June 2, 2016 | Posted At: 02:34 PM | Author: Alexander Russo | Category:
(Who Cares What) Research Says ,
Foundation / Advocacy Follies ,
Media Watch

There's a big Equity Matters Symposium being held tomorrow at the Ford Foundation offices in NYC, and while invitations are limited to journalists you can apparently watch via livestream here.
Some of the speakers include Gloria Ladson-Billings, Sean Reardon, and Richard Rothstein.
Some of the Equity Project journalists who will talk about their projects include Alejandra Lagos, Zaidee Stavely, Kristina Rizga, and Patrick Wall. Cara Fitzpatrick, will also be there. Spencer Fellowship head LynNell Hancock, Nikole Hannah-Jones, and Keith Woods are also scheduled to attend.
You can find the full list of
Speakers and the
Schedule of events by clicking the links.
What's it all about? According to the promo materials, the Equity Matters event "will bring together the nation’s top experts and education journalists in examining the root causes and impact of our nation’s ever-widening “opportunity gap.”
Funded by the Ford Foundation (with whom I've discussed supporting THE GRADE), the Equity Project is part of a broader SF-based initiative called
Renaissance Journalism, which sponsors "national initiatives that support
journalists and their news organizations to produce ambitious, in-depth and compelling stories that reveal and illuminate social injustice and inequity."

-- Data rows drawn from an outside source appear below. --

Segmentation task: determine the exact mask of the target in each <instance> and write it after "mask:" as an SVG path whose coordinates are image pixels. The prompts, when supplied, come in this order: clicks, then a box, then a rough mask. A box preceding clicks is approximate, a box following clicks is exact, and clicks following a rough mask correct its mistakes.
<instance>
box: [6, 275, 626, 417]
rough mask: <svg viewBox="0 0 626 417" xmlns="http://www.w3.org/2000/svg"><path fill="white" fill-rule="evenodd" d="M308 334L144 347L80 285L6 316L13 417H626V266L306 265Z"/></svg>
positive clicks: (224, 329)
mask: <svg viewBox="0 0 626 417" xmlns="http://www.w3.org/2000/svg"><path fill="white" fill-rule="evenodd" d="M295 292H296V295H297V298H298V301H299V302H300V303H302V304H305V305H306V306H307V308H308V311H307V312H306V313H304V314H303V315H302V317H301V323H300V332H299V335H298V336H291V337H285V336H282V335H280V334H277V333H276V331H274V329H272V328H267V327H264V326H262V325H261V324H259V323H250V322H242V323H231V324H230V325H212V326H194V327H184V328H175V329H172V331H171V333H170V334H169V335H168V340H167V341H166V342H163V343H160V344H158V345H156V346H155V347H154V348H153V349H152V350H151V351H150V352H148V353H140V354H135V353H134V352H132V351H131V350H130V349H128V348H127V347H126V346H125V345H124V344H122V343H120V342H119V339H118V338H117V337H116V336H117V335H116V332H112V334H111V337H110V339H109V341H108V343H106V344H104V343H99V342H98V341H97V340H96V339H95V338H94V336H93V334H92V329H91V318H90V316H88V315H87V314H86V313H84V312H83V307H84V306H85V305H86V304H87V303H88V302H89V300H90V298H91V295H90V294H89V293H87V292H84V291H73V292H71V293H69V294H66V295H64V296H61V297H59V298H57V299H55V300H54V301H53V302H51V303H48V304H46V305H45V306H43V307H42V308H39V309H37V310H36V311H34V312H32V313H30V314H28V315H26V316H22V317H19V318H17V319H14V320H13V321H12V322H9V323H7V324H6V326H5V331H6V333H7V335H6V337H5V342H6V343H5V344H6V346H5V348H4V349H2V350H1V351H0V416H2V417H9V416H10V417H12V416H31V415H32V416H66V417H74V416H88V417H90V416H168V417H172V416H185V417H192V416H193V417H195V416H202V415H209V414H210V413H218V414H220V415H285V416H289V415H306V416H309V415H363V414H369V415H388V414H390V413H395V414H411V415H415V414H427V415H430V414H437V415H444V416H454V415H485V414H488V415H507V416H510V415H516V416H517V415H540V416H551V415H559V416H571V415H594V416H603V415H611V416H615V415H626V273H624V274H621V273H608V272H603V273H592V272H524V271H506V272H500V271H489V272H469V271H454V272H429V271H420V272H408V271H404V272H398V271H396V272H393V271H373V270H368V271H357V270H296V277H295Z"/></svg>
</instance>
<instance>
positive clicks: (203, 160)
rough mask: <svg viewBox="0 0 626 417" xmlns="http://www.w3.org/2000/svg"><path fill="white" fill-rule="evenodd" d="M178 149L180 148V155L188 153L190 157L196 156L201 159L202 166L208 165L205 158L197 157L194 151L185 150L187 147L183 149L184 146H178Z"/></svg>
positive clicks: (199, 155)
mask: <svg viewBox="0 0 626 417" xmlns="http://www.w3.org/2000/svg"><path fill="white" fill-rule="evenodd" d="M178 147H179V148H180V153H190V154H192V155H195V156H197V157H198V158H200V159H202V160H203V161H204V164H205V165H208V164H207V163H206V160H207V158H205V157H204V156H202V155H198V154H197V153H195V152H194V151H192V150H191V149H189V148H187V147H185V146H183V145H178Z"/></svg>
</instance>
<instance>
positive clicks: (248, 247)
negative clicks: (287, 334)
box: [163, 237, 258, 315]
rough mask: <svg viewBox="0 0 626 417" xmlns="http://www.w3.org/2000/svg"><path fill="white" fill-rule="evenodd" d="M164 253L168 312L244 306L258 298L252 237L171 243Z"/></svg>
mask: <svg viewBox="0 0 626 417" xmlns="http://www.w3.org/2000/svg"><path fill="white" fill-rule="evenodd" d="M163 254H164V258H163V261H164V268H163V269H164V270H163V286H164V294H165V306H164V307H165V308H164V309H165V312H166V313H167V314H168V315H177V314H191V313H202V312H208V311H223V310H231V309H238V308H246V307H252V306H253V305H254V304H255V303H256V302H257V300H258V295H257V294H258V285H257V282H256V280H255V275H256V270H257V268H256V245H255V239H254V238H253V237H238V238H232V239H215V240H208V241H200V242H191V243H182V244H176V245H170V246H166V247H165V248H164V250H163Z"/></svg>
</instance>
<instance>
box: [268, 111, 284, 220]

In addition to Rizga and Wall, some of the Fellows who've had work sponsored by the Equity Project over the past two years include
Charla Bear (KQED),
Marquita Brown (News & Record in Greensboro, North Carolina),
Kavitha Cardoza (WAMU),
Dan Carsen (WBHM),
Matt Collette (WNYC, formerly of The Teacher Project),
Elisa Crouch (St. Louis Post-Dispatch),
Emily DeRuy (The Atlantic),
Beth Hawkins (Education Post, formerly MinnPost),
Laura Isensee (Houston Public Media),
Alejandra Lagos (Univision),
Celia Llopis-Jepsen (Topeka Capital-Journal),
Rob Manning (Oregon Public Broadcasting), and
Claudio Sanchez (NPR).
Some examples of work funded in part by the Renaissance Journalism project include the Detroit Journalism Collaborative's seven-part series on race and poverty. Click here for the full list.
This isn't the first such gathering. There was an event in San Francisco not too long ago featuring Rizga, Pirette McKamey and Robert Roth.
These aren't the only
fellowships for education journalists. Others include the Spencer Education Journalism Fellowship (which I received in 2009), new EWA Fellowships, the Teacher Project fellowships (whose work appears in Slate).